Endoscopic ultrasonography was the best technique for the diagnosis of digestive endometriotic infiltration, which complicates the therapeutic strategy. MRI, however, allows more complete staging of other pelvic endometriotic lesions.
深部盆腔子宫内膜异位症可能导致严重疼痛,其治疗可能需要对病变进行彻底手术切除。消化器官浸润是一个棘手的治疗难题。术前诊断困难,且消化器官浸润在切除不完全及有时重复手术的情况下可能仍未被发现。磁共振成像(MRI)和内镜超声检查均能够检测直肠乙状结肠浸润,但它们在术前分期中的作用仍有待评估。本研究的目的是评估和比较这两种技术在术前检测深部盆腔子宫内膜异位症,尤其是消化器官浸润方面的效果。
1996年至1998年期间,48例患有深部盆腔疼痛性子宫内膜异位症的女性患者在术前接受了内镜超声检查和MRI成像检查,并接受了手术,以期彻底切除子宫内膜异位症病灶。如果内镜超声检查和/或MRI未显示消化器官浸润,则建议患者进行腹腔镜切除;如果内镜超声检查和/或MRI显示消化器官浸润呈阳性,则建议进行开放手术切除。

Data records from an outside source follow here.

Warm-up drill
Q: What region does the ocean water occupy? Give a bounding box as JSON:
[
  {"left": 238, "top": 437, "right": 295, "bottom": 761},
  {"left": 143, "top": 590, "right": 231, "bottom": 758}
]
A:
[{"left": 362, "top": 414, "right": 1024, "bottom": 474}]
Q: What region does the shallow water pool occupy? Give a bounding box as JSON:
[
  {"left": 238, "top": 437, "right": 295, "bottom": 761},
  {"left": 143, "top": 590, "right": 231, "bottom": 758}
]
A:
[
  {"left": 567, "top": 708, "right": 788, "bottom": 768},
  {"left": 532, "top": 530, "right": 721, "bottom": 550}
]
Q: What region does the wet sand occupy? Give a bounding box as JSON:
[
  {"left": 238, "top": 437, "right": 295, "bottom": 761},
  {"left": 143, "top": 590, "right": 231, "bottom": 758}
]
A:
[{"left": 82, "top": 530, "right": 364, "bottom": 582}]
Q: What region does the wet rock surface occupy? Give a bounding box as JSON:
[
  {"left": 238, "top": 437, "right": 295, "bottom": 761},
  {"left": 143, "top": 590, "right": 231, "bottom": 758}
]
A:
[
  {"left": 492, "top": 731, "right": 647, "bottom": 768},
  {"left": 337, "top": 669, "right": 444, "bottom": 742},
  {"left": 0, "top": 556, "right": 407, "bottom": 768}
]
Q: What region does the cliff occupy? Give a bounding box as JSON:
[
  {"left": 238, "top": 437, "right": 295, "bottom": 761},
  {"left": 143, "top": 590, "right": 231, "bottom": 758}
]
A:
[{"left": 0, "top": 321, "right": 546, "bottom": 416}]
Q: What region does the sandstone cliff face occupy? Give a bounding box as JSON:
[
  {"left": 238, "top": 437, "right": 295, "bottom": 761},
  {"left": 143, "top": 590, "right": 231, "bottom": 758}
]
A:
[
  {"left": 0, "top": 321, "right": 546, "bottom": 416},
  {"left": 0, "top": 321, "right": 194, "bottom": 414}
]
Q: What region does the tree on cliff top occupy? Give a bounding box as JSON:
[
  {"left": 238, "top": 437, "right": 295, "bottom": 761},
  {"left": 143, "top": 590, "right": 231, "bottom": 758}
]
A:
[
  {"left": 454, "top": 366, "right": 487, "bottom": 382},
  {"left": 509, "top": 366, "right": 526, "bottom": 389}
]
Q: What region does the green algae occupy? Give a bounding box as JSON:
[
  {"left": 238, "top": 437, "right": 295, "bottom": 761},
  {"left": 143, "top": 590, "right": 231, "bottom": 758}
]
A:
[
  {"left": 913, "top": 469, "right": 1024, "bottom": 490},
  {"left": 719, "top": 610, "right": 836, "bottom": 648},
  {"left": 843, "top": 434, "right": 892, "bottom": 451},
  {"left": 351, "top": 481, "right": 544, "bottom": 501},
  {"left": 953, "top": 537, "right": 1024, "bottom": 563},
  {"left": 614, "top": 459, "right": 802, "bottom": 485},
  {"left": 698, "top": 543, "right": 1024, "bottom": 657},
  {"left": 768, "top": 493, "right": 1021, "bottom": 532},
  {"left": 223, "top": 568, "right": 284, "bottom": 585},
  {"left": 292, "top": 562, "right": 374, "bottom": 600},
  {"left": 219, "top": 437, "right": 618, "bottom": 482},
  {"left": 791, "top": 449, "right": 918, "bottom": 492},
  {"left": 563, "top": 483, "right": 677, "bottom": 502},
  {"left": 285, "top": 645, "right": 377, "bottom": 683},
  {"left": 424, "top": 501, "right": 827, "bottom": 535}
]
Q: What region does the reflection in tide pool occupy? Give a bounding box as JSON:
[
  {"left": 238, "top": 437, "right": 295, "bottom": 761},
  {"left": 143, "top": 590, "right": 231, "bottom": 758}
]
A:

内镜超声检查和/或MRI使16例患者怀疑有消化器官子宫内膜异位症。其中12例患者接受了手术切除,组织学证实有消化壁侵犯。在最后的随访中,所有患者的症状均显著减轻。其余4例患者拒绝进行消化器官切除,仅接受了腹腔镜妇科手术切除。尽管未得到组织学证实,但从手术发现和临床进展来看,消化器官浸润的可能性很大。另外32例患者术前排除了消化器官浸润。所有患者均接受了腹腔镜治疗,未进行消化器官切除,所有患者的疼痛均减轻。在接受消化器官切除的12例患者组中,内镜超声检查在所有病例中均正确诊断出消化器官浸润(无假阴性),而MRI即使使用了腔内线圈天线,在12例病例中也仅8例诊断正确。当内镜超声检查显示消化器官浸润为阴性时,手术中病变的腹腔镜切除在所有病例中均看似完整。对于16例疑似消化器官浸润的患者,内镜超声检查和MRI的敏感性分别为100%和75%,两者的特异性均为100%。MRI在检测卵巢子宫内膜异位症位置方面似乎非常准确。对于孤立的子宫内膜异位症直肠阴道隔和子宫骶韧带病变的诊断,MRI比内镜超声检查更敏感,但特异性较低。
内镜超声检查是诊断消化器官子宫内膜异位症浸润的最佳技术,消化器官浸润会使治疗策略复杂化。然而,MRI能够对其他盆腔子宫内膜异位症病变进行更全面的分期。